I had been planning everything up to and including using J roller to really get it down onto a solid glue bed. I am dropping all of that entirely.

I think that I would still like to tack it down in just a few spots so that I won't lose the foam in my shop when not in use. But now just a few drops in the right place, probably in the middle near the drilled hole, should be sufficient. then if I ever have to change the foam it should be easy.

I have to go and try to find something larger somewhere. What I bought was 2 12"x16" sheets. My wooden faceplate is 16" in diameter. so I need some larger sheets to get a solid circle out of.
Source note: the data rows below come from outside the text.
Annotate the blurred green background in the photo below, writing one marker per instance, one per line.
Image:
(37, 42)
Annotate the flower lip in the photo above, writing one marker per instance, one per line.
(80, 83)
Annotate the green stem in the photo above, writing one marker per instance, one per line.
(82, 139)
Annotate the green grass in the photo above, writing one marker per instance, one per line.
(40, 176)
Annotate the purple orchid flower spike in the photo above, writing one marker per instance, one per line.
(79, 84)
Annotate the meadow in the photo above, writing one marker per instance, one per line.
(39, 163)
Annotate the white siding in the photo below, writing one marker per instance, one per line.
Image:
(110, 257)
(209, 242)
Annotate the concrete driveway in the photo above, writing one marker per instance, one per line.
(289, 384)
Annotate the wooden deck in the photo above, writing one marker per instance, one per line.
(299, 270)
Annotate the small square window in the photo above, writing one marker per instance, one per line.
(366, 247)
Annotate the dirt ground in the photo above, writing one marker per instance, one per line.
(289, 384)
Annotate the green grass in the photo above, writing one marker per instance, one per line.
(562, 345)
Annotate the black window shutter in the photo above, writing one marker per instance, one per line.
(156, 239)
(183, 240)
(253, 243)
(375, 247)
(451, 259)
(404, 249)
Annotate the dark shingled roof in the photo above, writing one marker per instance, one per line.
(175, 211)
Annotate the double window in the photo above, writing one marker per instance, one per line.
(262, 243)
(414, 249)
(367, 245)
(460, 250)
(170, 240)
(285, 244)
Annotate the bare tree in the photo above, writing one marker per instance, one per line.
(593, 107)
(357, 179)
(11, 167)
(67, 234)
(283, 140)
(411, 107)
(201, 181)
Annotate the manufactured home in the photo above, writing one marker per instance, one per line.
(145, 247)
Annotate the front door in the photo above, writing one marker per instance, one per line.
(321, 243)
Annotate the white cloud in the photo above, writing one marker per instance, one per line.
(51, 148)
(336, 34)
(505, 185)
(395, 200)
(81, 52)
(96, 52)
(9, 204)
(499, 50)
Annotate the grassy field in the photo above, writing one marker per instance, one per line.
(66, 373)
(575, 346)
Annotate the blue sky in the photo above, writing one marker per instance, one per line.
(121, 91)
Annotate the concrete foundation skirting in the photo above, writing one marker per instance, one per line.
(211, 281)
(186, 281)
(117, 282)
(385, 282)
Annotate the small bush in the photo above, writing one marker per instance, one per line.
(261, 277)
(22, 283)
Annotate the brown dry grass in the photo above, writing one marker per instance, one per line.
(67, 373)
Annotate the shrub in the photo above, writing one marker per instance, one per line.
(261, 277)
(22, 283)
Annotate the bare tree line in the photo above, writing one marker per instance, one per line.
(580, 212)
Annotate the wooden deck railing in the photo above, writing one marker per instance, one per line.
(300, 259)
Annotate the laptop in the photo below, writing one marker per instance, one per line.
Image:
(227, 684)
Either that or to make some smaller faceplates of different shapes.

Anyone have a source for getting larger sheets from?

Thanks!!
Joshua

Thom Sturgill
02-19-2010, 7:46 PM
A flat plate is good for bowls with even rims, but a vacuum chuck really shines when used for irregular items. I have a set (2.5",3",4",6") pvc pipe joints mounted to threaded MDF plates with the thin closed cell craft foam attached to the rim. I have mounted HFs and NE bowls on them. Larger is better as you get more force, the small one is nearly too small and requires very light cuts, but then I'm using one of those venturi effect vacuum units.

Joshua Dinerstein
02-22-2010, 1:32 PM
A flat plate is good for bowls with even rims, but a vacuum chuck really shines when used for irregular items. I have a set (2.5",3",4",6") pvc pipe joints mounted to threaded MDF plates with the thin closed cell craft foam attached to the rim.
These are on my list. I have the PVC couplers purchased and sitting at home. I don't have the wooden faceplate blocks threaded or turned yet but I will do so soon. One piece at a time. :)

Thanks for point these other varitions out.